Saudi Arabia, the UAE and Bahrain, along with non-GCC member Egypt, cut diplomatic, economic and travel ties with Qatar in June 2017 over their insistence that Qatar was too close to Iran and backing hardline movements.
Qatar rejected the charge and refused to budge on the 13 demands made by the blockading nations. The demands included the closure of the Doha-based Al Jazeera Media Network, and shutting a Turkish base in Qatar.
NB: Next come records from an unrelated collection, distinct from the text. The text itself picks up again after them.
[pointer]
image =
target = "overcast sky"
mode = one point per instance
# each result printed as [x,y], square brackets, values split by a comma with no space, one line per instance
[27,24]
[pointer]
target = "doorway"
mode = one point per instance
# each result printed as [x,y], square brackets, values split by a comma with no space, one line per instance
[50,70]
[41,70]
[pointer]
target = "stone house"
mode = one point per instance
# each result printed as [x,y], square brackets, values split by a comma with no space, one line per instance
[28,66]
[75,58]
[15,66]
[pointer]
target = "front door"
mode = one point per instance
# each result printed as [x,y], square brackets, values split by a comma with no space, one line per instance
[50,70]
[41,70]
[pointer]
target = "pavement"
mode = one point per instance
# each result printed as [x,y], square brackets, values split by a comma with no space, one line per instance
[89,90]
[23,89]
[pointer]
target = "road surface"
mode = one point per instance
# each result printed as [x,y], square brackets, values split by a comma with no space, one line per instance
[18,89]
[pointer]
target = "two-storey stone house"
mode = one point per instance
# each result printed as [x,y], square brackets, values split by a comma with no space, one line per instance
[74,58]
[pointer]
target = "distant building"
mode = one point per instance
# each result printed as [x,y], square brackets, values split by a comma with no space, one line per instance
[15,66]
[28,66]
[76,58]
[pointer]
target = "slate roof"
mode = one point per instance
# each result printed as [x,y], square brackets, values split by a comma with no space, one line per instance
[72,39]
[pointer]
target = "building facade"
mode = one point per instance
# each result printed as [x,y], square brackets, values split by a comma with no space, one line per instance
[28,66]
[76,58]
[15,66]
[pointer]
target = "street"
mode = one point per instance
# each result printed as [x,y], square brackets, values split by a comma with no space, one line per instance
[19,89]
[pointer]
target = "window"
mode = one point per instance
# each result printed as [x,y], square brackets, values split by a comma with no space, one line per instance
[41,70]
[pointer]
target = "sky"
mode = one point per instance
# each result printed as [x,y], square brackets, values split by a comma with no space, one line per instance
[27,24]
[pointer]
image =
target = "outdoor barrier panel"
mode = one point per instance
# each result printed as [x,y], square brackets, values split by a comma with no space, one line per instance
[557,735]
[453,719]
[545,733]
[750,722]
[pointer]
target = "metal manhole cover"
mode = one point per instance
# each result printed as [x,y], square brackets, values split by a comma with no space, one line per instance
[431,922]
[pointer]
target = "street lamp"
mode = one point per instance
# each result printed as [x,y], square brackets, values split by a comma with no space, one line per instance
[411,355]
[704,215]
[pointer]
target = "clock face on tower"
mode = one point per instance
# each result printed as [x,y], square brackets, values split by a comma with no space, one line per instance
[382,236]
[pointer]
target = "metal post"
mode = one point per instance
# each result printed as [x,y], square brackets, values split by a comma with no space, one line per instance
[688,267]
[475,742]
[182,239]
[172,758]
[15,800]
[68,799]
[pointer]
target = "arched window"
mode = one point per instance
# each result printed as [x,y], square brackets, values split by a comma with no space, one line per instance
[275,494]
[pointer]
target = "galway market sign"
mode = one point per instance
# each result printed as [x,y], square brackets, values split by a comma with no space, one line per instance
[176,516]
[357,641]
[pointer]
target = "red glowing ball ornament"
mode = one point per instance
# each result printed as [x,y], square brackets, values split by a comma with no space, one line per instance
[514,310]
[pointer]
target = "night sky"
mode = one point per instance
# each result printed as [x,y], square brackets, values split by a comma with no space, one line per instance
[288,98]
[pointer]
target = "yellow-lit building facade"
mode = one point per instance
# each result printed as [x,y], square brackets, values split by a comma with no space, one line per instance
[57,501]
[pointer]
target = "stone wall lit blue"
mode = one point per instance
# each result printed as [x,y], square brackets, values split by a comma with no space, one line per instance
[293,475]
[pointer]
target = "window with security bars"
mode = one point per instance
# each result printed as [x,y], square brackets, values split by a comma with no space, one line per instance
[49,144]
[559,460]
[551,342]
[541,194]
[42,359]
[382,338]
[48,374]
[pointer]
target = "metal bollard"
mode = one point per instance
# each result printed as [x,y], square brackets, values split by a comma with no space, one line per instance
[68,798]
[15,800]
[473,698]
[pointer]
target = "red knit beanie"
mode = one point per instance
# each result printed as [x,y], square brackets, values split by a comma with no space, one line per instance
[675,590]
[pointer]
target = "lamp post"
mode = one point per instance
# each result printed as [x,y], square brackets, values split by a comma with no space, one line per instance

The dispute will enter its third year on June 5.
“Qataris are asking themselves what benefit a membership in the GCC still has, as the organisation has been usurped by Saudi Arabia and the UAE to coerce the smaller states into followership, while no initiative is being made to bring the Gulf crisis to an end,” said King’s College assistant professor Andreas Krieg.
Oman and Kuwait are the other two members of the body, which oversees regional economic and military coordination, along with Qatar and its regional rivals.
Meanwhile, Qatar has reiterated to the United Nations Security Council the blockade affects security and stability of the region.
The meeting on Protection of civilians in armed conflict was held virtually on Thursday and was attended by Qatar’s permanent representative to the UN, Sheikha Alya Ahmed bin Saif Al Thani.
“The unjust blockade imposed against it threatens the security and stability of the region, violates international law and contradicts the orientations of the international community,” Sheikha Alya said in a statement.